After hitting .319 with two home runs and 10 RBIs during the spring, Thurston found himself in a battle with Brooks Conrad for the final roster spot, and despite Conrad hitting just .229 in the spring, Thurston was sent to Gwinnett.
“I was very disappointed because of the things I was told when I signed with these guys, of the spring that I had, so yeah, I was very disappointed,” Thurston said. “I thought I did everything I could do to make the big league team and it’s one of those things where it’s out of my hands.”
Brundage, who stated he and Thurston talked about his early season struggles, said what happened to Thurston is an every-year occurrence.
“That’s the position I see an awful lot,” Brundage said. “It’s not the first time I’ve seen it and it won’t be the last time I see it. It’s part of the game and part of the roller coaster ride of minor league baseball.”
At least Thurston made management think.
“My goal every spring training is to make their decision hard,” he said, “and obviously I did do that.”

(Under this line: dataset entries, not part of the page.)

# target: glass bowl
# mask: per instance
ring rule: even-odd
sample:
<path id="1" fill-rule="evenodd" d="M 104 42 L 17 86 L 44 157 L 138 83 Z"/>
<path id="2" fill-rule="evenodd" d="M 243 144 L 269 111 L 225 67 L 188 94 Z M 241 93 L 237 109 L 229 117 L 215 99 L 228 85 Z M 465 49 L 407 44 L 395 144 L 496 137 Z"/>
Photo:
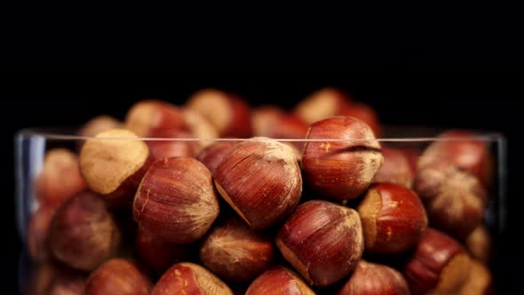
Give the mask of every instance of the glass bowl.
<path id="1" fill-rule="evenodd" d="M 488 228 L 488 231 L 491 236 L 491 243 L 492 248 L 489 251 L 490 259 L 488 259 L 488 265 L 491 270 L 491 273 L 494 277 L 494 286 L 496 290 L 496 282 L 497 282 L 497 275 L 500 275 L 500 272 L 496 271 L 499 267 L 497 265 L 497 236 L 504 231 L 505 227 L 505 220 L 506 220 L 506 195 L 505 195 L 505 179 L 506 179 L 506 147 L 505 147 L 505 140 L 503 135 L 496 133 L 496 132 L 475 132 L 474 136 L 463 136 L 463 137 L 454 137 L 454 138 L 442 138 L 438 137 L 442 132 L 441 129 L 436 128 L 419 128 L 419 127 L 394 127 L 389 126 L 385 128 L 385 134 L 386 135 L 385 138 L 377 139 L 377 141 L 379 142 L 380 146 L 383 148 L 386 148 L 386 149 L 392 149 L 395 151 L 400 151 L 408 161 L 409 168 L 411 171 L 411 179 L 408 180 L 407 184 L 402 184 L 405 186 L 409 186 L 410 188 L 413 188 L 413 179 L 417 177 L 419 173 L 418 169 L 417 167 L 417 161 L 419 159 L 420 155 L 423 155 L 425 151 L 427 150 L 428 147 L 432 147 L 436 145 L 437 143 L 441 142 L 480 142 L 485 145 L 487 154 L 485 155 L 486 157 L 488 157 L 488 164 L 490 165 L 491 169 L 488 170 L 488 174 L 485 174 L 485 177 L 488 178 L 488 184 L 482 182 L 484 187 L 486 187 L 486 191 L 488 193 L 488 202 L 485 205 L 485 210 L 483 211 L 483 217 L 482 217 L 482 224 Z M 46 154 L 51 150 L 56 150 L 57 148 L 67 148 L 67 150 L 71 151 L 73 154 L 77 155 L 78 151 L 82 145 L 90 140 L 93 140 L 93 138 L 85 138 L 85 137 L 79 137 L 75 135 L 68 135 L 68 134 L 75 134 L 75 130 L 67 130 L 67 129 L 51 129 L 51 128 L 40 128 L 40 129 L 26 129 L 20 131 L 15 137 L 15 158 L 16 158 L 16 210 L 17 210 L 17 226 L 18 226 L 18 232 L 20 233 L 20 239 L 22 241 L 22 244 L 24 245 L 24 250 L 20 257 L 20 275 L 19 275 L 19 284 L 20 289 L 22 290 L 22 294 L 29 294 L 31 292 L 25 291 L 28 288 L 33 288 L 32 293 L 35 293 L 34 289 L 35 284 L 44 284 L 46 282 L 45 279 L 42 279 L 40 277 L 36 278 L 36 275 L 43 275 L 42 273 L 47 274 L 45 275 L 50 276 L 49 272 L 43 271 L 43 268 L 47 267 L 47 262 L 36 262 L 34 259 L 34 249 L 35 244 L 31 244 L 35 243 L 34 241 L 29 241 L 28 236 L 32 235 L 30 228 L 30 222 L 32 215 L 38 211 L 43 206 L 42 197 L 37 195 L 39 192 L 42 191 L 42 188 L 38 187 L 38 179 L 42 173 L 43 168 L 44 167 L 44 160 L 46 158 Z M 99 139 L 100 140 L 100 139 Z M 164 143 L 177 143 L 180 146 L 186 144 L 192 144 L 195 147 L 194 155 L 195 155 L 199 150 L 202 150 L 203 147 L 207 147 L 211 145 L 215 142 L 218 141 L 233 141 L 234 143 L 239 143 L 242 141 L 264 141 L 267 140 L 267 139 L 260 139 L 260 138 L 253 138 L 253 139 L 158 139 L 158 138 L 139 138 L 139 139 L 104 139 L 104 140 L 142 140 L 148 145 L 153 142 L 164 142 Z M 306 144 L 311 144 L 313 142 L 315 143 L 325 143 L 325 144 L 341 144 L 341 143 L 352 143 L 355 144 L 357 142 L 361 142 L 362 144 L 369 143 L 372 141 L 370 140 L 361 140 L 361 139 L 321 139 L 321 140 L 289 140 L 289 139 L 277 139 L 272 140 L 276 140 L 282 143 L 285 143 L 287 145 L 294 147 L 294 150 L 296 152 L 297 159 L 298 163 L 300 163 L 303 147 Z M 339 150 L 337 152 L 345 153 L 348 152 L 347 150 Z M 461 160 L 462 163 L 468 163 L 468 157 L 473 158 L 478 155 L 473 155 L 474 153 L 468 154 L 465 153 L 462 155 Z M 322 161 L 322 157 L 315 159 L 316 161 Z M 470 159 L 471 160 L 471 159 Z M 386 161 L 387 157 L 386 157 Z M 474 160 L 472 160 L 474 161 Z M 442 160 L 442 163 L 448 163 Z M 389 164 L 391 166 L 395 167 L 399 163 L 396 163 L 394 164 Z M 400 170 L 399 166 L 399 170 Z M 459 171 L 467 171 L 467 168 L 459 167 Z M 469 172 L 469 171 L 468 171 Z M 474 174 L 474 173 L 473 173 Z M 476 175 L 476 174 L 475 174 Z M 64 175 L 63 183 L 68 183 L 67 177 L 69 175 Z M 480 179 L 480 178 L 479 178 Z M 387 181 L 388 180 L 384 180 Z M 394 179 L 392 180 L 393 182 L 403 182 L 404 180 Z M 405 182 L 405 181 L 404 181 Z M 67 185 L 66 185 L 67 187 Z M 319 194 L 318 191 L 312 192 L 309 190 L 308 184 L 306 180 L 304 180 L 304 191 L 302 193 L 302 202 L 306 200 L 309 200 L 312 198 L 323 198 L 322 194 Z M 418 192 L 417 192 L 418 193 Z M 355 200 L 361 199 L 362 196 L 359 196 Z M 329 198 L 325 198 L 329 201 L 337 203 L 344 203 L 346 206 L 354 208 L 358 205 L 358 201 L 349 201 L 347 203 L 339 202 L 337 200 L 332 200 Z M 427 205 L 427 203 L 425 203 Z M 234 214 L 234 211 L 230 211 L 230 208 L 223 210 L 223 207 L 227 207 L 228 203 L 226 202 L 223 202 L 220 200 L 219 203 L 221 212 L 226 211 L 228 214 Z M 110 207 L 110 211 L 112 214 L 122 214 L 122 207 Z M 426 206 L 427 210 L 427 206 Z M 222 213 L 221 213 L 222 214 Z M 430 218 L 430 227 L 433 226 Z M 132 219 L 130 219 L 126 222 L 132 223 Z M 44 222 L 45 223 L 45 222 Z M 280 225 L 280 224 L 279 224 Z M 33 225 L 34 226 L 34 225 Z M 39 225 L 36 225 L 39 227 Z M 44 226 L 42 226 L 44 227 Z M 136 227 L 136 225 L 132 225 L 132 227 Z M 278 226 L 275 226 L 278 227 Z M 270 233 L 273 229 L 269 229 Z M 34 230 L 33 230 L 34 231 Z M 131 230 L 132 232 L 132 230 Z M 134 234 L 134 232 L 132 232 Z M 132 234 L 131 234 L 132 235 Z M 457 239 L 459 240 L 460 243 L 463 243 L 464 248 L 467 248 L 467 243 L 465 239 Z M 130 257 L 136 259 L 136 255 L 134 250 L 132 249 L 132 243 L 134 238 L 125 239 L 123 238 L 123 241 L 125 243 L 131 244 L 131 248 L 127 249 L 123 251 L 125 254 L 122 254 L 124 257 Z M 196 243 L 198 244 L 198 243 Z M 278 250 L 275 250 L 275 252 L 278 252 Z M 367 252 L 364 251 L 364 257 L 367 259 L 373 259 L 374 256 L 366 256 Z M 396 255 L 396 254 L 395 254 Z M 393 255 L 393 256 L 395 256 Z M 404 254 L 398 254 L 396 256 L 402 257 Z M 472 254 L 473 255 L 473 254 Z M 380 255 L 379 255 L 380 256 Z M 38 260 L 36 259 L 36 260 Z M 49 259 L 52 260 L 52 258 L 45 258 L 44 259 L 44 261 L 48 261 Z M 140 259 L 137 259 L 140 261 Z M 282 257 L 277 255 L 277 259 L 282 259 Z M 42 259 L 41 259 L 42 260 Z M 378 259 L 379 262 L 381 261 Z M 198 262 L 198 258 L 195 259 L 195 261 Z M 285 263 L 285 262 L 284 262 Z M 44 267 L 43 267 L 44 266 Z M 393 267 L 398 267 L 394 263 L 392 264 Z M 288 267 L 291 267 L 288 264 Z M 60 267 L 63 267 L 63 266 L 60 266 Z M 147 268 L 147 267 L 146 267 Z M 399 267 L 401 271 L 401 267 Z M 73 270 L 71 270 L 74 272 Z M 87 275 L 88 273 L 83 273 L 83 275 Z M 152 275 L 152 278 L 155 282 L 155 275 Z M 38 281 L 40 280 L 40 281 Z M 344 279 L 346 280 L 346 279 Z M 36 283 L 37 282 L 37 283 Z M 245 290 L 245 284 L 242 285 L 243 290 Z M 340 283 L 335 284 L 333 288 L 339 288 Z M 239 287 L 242 288 L 242 287 Z M 319 289 L 321 292 L 329 292 L 330 291 L 329 289 Z"/>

Now his goal is to get back to the level he was at last year, when he hit .225 with 17 doubles, four triples and 25 RBIs for the Cardinals in a place he called “the best baseball city he’s ever played in.”
“There’s nothing like St. Louis,” he said. “There’s a sea of red, they draw every day and everyone shows up to the games. It doesn’t matter what time of day, what day of the month. They’re there to support their team.”
With that in the forefront of his memory, Thurston hits the field motivated.
“I play every game wanting to do something and wanting to show someone every game that I’m a big league baseball player,” he said. “The way I play defense, the way I hit, everything; I feel that I’ve proved myself at this level, I’ve done everything I’ve been asked at the Triple-A level, and at the big league level with the role I had.”
His efforts with Gwinnett certainly have caught the eye of Brundage.
“He’s consistent about how he plays the game,” Brundage said. “He plays hard, he plays the way the game is supposed to be played, he comes to play and he supports his teammates.
“He does a lot of things that maybe go unnoticed to some people, but they don’t go unnoticed by me.”